UrbanTribes

ByABC News via logo
October 7, 2003, 7:08 AM

— -- Excerpt from 'Urban Tribes: A Generation Redefines Friendship, Family, and Commitment'Confessions of a yet-to-be-marriedBy Ethan Watters

"What ever happened to getting married?" I asked a carful of friends. This was half a dozen years ago while we were on our way to Burning Man. The U-Haul trailer we were pulling carried two dozen eight-foot lengths of two-by-fours, thirty bedsheets, a couple hundred yards of rope, thirty cases of beer, and all the other makings for our homegrown art project. Our plan was to string the sheets, à la Christo, along the desert, then offer other Burning Man attendees an ice-cold Sapporo beer for writing a properly constructed haiku on the sheets. Burning Man, a kind of wacky desert art festival, was a yearly event for my group of friends. Along with the makings for our interactive art installation, we had approximately twenty pounds of Gummy Bears, fifteen pounds of Twizzlers, food for five days, three hundred gallons of water, a variety of costumes, and one hundred green glow sticks so we could keep track of each other in the desert night. A total of twenty-five friends were headed from San Francisco across the Sierra toward our rendezvous in the Black Rock Desert that day. Significantly absent among them was Julia, my girlfriend at the time.

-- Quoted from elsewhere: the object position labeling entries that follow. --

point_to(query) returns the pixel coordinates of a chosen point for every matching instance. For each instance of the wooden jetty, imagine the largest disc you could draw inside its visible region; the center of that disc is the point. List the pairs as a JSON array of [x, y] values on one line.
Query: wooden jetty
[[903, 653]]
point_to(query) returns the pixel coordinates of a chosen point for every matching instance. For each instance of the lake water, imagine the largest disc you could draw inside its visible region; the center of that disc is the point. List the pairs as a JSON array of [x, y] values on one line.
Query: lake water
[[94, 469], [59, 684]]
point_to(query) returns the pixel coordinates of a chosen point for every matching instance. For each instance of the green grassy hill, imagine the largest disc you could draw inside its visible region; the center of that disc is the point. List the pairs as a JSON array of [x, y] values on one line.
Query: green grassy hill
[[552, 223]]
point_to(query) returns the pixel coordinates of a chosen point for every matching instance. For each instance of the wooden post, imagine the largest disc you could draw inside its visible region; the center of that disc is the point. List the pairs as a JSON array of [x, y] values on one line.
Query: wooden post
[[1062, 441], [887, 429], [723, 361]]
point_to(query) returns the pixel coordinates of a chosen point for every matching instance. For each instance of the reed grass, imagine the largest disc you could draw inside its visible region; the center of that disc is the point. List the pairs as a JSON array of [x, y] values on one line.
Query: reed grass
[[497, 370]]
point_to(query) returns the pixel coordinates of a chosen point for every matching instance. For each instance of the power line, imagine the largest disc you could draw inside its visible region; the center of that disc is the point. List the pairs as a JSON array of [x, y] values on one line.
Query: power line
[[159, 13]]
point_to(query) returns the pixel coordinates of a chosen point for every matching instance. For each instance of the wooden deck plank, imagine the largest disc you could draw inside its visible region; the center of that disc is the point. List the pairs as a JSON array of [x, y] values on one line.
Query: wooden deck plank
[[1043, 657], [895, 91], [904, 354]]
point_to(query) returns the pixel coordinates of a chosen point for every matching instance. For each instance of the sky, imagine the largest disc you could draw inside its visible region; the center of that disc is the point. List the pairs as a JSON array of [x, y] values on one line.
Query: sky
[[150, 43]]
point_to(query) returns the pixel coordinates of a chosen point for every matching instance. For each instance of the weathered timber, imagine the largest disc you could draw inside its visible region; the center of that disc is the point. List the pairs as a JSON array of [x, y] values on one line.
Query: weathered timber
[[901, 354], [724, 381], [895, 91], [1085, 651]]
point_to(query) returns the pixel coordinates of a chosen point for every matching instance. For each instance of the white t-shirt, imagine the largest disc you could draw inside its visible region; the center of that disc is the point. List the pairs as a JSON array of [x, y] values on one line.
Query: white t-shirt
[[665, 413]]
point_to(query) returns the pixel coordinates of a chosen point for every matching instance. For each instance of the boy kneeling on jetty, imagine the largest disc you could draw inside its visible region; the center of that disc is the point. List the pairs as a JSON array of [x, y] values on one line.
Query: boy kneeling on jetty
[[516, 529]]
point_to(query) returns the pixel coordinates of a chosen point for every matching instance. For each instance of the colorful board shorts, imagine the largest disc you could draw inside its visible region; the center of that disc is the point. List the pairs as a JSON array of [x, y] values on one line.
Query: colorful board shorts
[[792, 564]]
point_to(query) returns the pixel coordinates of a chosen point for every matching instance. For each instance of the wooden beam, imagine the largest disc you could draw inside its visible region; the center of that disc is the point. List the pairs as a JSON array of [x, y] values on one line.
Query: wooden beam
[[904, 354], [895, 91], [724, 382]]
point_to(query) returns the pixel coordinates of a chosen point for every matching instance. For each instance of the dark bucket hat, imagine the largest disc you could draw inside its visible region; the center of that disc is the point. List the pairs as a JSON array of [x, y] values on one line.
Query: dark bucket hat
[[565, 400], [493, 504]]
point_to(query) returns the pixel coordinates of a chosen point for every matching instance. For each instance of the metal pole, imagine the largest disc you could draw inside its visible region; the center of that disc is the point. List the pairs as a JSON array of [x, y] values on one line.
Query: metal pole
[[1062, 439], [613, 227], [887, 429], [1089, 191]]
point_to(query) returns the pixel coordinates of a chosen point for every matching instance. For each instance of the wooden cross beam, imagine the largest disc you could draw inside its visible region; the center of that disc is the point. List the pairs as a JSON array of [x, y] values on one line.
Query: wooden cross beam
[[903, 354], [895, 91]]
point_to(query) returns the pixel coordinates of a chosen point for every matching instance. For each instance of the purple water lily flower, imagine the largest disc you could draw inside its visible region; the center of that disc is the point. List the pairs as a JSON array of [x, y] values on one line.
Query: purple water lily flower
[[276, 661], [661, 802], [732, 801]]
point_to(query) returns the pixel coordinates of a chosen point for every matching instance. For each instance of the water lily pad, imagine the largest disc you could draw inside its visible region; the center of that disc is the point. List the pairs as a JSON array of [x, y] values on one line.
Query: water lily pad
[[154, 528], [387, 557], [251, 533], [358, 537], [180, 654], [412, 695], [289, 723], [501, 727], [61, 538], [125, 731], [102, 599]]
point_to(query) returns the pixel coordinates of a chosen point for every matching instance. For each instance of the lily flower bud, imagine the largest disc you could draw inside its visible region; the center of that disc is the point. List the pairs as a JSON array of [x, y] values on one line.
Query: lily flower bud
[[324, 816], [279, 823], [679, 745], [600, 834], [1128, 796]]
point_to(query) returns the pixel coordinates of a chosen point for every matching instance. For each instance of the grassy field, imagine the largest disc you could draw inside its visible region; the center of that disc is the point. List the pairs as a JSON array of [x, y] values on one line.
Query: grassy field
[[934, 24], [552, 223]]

It was because of that absent girlfriend that the subject of marriage had been on my mind, the issue having recently and contentiously come up between the two of us. I knew that others in the car had been thinking about it as well. We were all in our late twenties or early-to-middle thirties, yet none had found brides or husbands. Although we were all older than our parents were when they had us, the idea of having children ourselves still seemed a far-off abstraction that came up only when someone asked whether we "wanted" children.

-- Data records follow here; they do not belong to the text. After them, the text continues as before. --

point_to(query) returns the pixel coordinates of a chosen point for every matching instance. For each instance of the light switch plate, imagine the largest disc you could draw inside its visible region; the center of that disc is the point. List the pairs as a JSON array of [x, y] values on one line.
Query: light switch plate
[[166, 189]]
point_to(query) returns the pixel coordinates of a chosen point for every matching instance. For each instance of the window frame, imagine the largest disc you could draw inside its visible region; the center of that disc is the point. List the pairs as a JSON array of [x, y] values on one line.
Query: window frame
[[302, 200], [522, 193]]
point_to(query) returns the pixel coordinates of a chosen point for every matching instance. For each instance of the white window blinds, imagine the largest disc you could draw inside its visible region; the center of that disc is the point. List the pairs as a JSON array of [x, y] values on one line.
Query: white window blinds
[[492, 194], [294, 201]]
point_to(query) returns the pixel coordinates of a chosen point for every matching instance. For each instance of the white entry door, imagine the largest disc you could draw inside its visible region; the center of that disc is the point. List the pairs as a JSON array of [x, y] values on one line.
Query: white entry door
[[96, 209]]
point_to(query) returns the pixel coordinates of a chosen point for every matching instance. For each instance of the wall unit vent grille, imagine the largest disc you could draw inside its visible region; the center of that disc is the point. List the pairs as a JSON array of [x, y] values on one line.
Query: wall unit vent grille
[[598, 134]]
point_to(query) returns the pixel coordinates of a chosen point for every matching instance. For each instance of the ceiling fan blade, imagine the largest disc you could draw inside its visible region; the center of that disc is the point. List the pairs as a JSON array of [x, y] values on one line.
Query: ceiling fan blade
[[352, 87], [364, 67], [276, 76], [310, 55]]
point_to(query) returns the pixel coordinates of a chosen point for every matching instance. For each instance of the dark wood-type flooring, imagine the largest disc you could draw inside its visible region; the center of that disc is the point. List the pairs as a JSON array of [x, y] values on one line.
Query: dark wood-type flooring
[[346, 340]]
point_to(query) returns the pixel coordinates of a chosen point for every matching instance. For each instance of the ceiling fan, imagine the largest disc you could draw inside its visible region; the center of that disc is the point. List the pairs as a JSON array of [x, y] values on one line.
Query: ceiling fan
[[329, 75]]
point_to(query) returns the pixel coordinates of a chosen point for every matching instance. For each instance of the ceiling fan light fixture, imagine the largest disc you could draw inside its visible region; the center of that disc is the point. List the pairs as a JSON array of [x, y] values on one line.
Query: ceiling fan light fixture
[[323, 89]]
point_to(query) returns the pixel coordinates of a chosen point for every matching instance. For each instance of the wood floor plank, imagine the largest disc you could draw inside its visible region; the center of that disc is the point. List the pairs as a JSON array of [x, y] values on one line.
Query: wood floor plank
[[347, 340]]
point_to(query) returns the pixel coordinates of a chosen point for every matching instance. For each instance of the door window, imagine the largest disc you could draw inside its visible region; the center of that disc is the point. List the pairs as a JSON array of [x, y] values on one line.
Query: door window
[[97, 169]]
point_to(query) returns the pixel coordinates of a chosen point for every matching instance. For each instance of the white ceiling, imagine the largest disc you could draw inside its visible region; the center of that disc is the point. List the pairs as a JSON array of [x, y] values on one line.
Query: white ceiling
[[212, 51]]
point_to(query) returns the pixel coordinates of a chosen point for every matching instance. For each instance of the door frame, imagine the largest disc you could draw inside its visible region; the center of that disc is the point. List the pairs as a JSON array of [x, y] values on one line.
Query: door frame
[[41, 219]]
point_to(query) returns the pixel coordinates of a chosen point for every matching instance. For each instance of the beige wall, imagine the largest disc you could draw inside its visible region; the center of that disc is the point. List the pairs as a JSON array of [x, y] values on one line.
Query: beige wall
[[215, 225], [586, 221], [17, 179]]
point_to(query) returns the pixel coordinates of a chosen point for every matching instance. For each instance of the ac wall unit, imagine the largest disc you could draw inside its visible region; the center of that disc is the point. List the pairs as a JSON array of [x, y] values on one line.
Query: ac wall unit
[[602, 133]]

There was a growing sense among us that our postcollege/prefamily life was stretching into an awfully long time -- five, ten, almost fifteen years for some -- and that maybe we had missed a turn somewhere. Our parents, having suffered through introductory dinners with a half-dozen to a dozen prospective mates, were becoming concerned. They worried for us, or, if they were less generous or more eager for grandchildren, accused us of being "slackers," a word they had come to understand from listening to public radio.

Jen, a fast-thinking criminal defense lawyer who was often first out of the block with her notions, answered first.

"Women have their own careers and resources and they no longer need the institution of marriage to survive," she said. Jen had grown up in middle-income New Jersey but had managed to shake off most of the trappings of that life in her hipper, less-permed California incarnation. "It's simple economics. Most women still want to get married, but fewer women feel like they have to. Besides, we have those things to help open jars now."